# Headed out for another bass tourney



## bones44 (Jan 7, 2011)

Heading out for another bass tourney in a few. Need all the luck I can get. Lagging behind in weight. Last one all I caught were about 20 darn 12" bass. 16" is legal. This is my first year doing this and am loving it !! Anyone else on here tried their hand at it ?


----------



## youngdon (Mar 10, 2010)

I used to fish in local bass tourneys here several years ago. It is a lot of fun. Good luck ! Rip a lunker out of there.


----------



## Mattuk (Oct 16, 2010)

Best of luck there Tom. May the force be with you!


----------



## bones44 (Jan 7, 2011)

Well, my partner and I won with a total of 23 pounds. Couldn't ask for a better finish !!


----------



## bones44 (Jan 7, 2011)

Forgot to add 14" is actual legal size. Thanks guys !!


----------



## youngdon (Mar 10, 2010)

:fishing:Way to go Tom !! Congrats to you and your partner.


----------



## Mattuk (Oct 16, 2010)

Well done Tom, thats fantastic!


----------



## hassell (Feb 9, 2010)

Congrats. on a successful weekend.


----------



## SWAMPBUCK10PT (Apr 5, 2010)

*---BELATED-----GOOD LUCK BONES----and CONGRADS ON THE WIN---sb*


----------



## Antlerz22 (Apr 18, 2011)

Good job bones, so where does that leave you now? Is that an invite automatic to the next one or what did you win?


----------



## bones44 (Jan 7, 2011)

Thanks guys !! Won money and bragging rights til the next one. It's a club that promotes more about the fishing and friends than on just the money. A real great group of guys that all help each other out. Weights go toward year end awards.


----------



## On a call (Mar 3, 2010)

Next issue of Pro Bass fisherman. Tom and Babe Winkleman, " Where the lunkers lie "


----------



## bones44 (Jan 7, 2011)

LMAO... Me and the "BABESTER"


----------



## On a call (Mar 3, 2010)

Yep in discussion about lying lunkers.


----------



## bones44 (Jan 7, 2011)

Ha, ya mean the kind that keep growing as the tales get retold ?


----------



## On a call (Mar 3, 2010)

There ya go....Only joking..congrats to you both.


----------



## bones44 (Jan 7, 2011)

I know, thanks Brian. It was alot of fun. Caught them all on senkos and shaky head worm jigs. *[Excuse my language.... I have a limited vocabulary]* things wouldn't bite on anything else.


----------



## On a call (Mar 3, 2010)

That is the fun of those negitive bites....trying to find that darn trigger.

How deep were they.


----------



## bones44 (Jan 7, 2011)

10-12 feet. A few were hitting topwaters first light. Very few


----------



## On a call (Mar 3, 2010)

Kidda deep then ! Top water is best fun but slow to produce large fish.

So were they suspended or on the bottom ?


----------



## bones44 (Jan 7, 2011)

On the bottom.

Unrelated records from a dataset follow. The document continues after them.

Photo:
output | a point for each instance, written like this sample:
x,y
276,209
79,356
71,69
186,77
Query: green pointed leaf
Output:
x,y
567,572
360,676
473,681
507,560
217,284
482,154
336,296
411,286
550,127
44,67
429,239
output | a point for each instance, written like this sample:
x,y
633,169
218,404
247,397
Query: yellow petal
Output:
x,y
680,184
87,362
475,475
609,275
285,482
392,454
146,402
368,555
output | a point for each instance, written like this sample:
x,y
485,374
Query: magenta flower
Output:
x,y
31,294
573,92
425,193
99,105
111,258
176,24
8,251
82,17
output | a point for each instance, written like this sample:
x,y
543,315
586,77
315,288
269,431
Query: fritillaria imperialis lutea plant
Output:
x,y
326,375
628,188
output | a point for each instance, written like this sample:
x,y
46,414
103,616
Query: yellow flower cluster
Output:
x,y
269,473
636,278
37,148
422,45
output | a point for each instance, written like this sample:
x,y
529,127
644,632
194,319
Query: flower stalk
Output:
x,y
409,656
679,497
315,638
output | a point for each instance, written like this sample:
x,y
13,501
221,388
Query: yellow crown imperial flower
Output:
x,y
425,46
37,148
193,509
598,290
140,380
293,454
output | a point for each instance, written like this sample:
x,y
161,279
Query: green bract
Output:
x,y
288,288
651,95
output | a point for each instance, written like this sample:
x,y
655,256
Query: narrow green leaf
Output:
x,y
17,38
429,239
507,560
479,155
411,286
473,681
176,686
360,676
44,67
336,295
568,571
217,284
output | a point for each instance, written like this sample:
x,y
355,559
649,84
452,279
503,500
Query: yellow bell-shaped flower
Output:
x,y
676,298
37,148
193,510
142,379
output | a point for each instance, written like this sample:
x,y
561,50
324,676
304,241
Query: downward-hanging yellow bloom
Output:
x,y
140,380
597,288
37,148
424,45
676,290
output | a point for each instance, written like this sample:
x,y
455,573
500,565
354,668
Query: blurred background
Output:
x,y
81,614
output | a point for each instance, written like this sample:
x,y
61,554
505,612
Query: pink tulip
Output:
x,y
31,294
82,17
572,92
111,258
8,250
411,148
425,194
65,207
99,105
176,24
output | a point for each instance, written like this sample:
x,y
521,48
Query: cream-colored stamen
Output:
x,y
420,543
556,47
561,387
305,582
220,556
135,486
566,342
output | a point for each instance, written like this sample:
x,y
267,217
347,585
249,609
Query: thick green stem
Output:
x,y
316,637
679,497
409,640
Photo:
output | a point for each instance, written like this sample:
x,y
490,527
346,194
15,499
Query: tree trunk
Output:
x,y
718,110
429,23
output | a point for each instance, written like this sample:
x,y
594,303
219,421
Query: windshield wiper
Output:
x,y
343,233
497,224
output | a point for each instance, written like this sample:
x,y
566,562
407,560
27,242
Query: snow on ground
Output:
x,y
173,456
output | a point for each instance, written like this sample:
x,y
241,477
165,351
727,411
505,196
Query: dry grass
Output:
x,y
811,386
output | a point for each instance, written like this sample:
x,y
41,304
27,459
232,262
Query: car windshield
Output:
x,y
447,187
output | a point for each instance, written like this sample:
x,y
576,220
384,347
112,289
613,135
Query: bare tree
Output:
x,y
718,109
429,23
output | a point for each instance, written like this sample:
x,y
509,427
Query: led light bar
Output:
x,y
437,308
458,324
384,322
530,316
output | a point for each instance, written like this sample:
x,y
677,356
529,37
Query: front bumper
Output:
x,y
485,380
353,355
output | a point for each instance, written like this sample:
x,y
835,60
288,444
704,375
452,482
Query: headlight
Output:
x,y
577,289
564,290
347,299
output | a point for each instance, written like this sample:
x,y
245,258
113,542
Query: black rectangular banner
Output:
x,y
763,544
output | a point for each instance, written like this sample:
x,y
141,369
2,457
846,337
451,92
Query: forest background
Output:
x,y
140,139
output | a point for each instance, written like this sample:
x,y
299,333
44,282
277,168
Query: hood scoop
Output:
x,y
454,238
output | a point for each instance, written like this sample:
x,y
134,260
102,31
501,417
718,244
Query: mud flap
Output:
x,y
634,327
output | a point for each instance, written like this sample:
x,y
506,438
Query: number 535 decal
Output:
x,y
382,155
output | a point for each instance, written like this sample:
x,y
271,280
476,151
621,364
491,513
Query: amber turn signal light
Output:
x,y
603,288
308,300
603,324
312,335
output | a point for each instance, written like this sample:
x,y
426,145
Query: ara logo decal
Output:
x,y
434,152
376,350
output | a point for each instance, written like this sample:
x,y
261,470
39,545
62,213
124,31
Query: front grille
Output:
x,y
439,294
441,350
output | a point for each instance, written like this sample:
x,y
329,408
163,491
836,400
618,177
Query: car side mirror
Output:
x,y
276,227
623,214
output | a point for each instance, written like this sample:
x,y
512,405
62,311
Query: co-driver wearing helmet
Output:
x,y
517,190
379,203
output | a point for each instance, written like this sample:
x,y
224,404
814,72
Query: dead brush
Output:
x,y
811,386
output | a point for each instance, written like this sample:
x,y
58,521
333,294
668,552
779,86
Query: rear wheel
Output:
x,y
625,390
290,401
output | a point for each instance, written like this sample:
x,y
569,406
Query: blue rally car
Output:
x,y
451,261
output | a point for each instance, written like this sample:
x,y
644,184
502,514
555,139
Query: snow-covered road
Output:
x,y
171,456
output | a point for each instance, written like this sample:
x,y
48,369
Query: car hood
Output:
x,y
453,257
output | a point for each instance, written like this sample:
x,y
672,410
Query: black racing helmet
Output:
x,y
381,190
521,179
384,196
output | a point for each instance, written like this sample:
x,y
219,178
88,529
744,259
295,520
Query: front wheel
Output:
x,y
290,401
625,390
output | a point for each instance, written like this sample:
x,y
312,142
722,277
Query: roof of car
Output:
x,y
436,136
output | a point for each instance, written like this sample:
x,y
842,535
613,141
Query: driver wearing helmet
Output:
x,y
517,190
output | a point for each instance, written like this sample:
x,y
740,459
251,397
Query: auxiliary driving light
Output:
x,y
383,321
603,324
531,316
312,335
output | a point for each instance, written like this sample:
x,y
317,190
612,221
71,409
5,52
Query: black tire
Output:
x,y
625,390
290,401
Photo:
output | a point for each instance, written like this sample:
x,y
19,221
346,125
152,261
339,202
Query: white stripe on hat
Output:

The shaky heads are a jig head with a worm that you slightly twitch and drag on bottom to get their attention. They were slamming them on the edge of the drop off in the weed edges.


----------



## bar-d (Feb 3, 2010)

bones44 said:


> Heading out for another bass tourney in a few. Need all the luck I can get. Lagging behind in weight. Last one all I caught were about 20 darn 12" bass. 16" is legal. This is my first year doing this and am loving it !! Anyone else on here tried their hand at it ?


 I used to fish TABC (Texas Association of Bass Clubs) Top 6 tournaments. The top six point getters through the entire year of each member club's own tournaments became the club's team. That team competed with other teams in the regional tournaments. The state was divided into 6 regions. The top team in each region met at the state tournament. Best year I had, my teammates and I won the western region finals at Lake Amistad in Del Rio and competed for state at Sam Rayburn. We came in 3rd in the state. No time or money to fish tournaments any more. Sold my Skeeter about 10 years ago.


----------



## youngdon (Mar 10, 2010)

That's a pretty notable accomplishment Danny, you must dangle a mean worm.


----------



## bones44 (Jan 7, 2011)

I'm really enjoying it so far. I like the competition and the chance to learn more from other more experienced guys. There are several local tournaments to fish on a daily basis around here, but like you said time and money are a huge factor. Just glad to be able to do it. Can't forget kudo's to you on that kind of accomplishment. People think it's so easy to just go out and catch bass. To be able to do it on a consistent basis and of a good size takes alot of skill and knowledge !!


----------



## youngdon (Mar 10, 2010)

I'll second that, Tom.


----------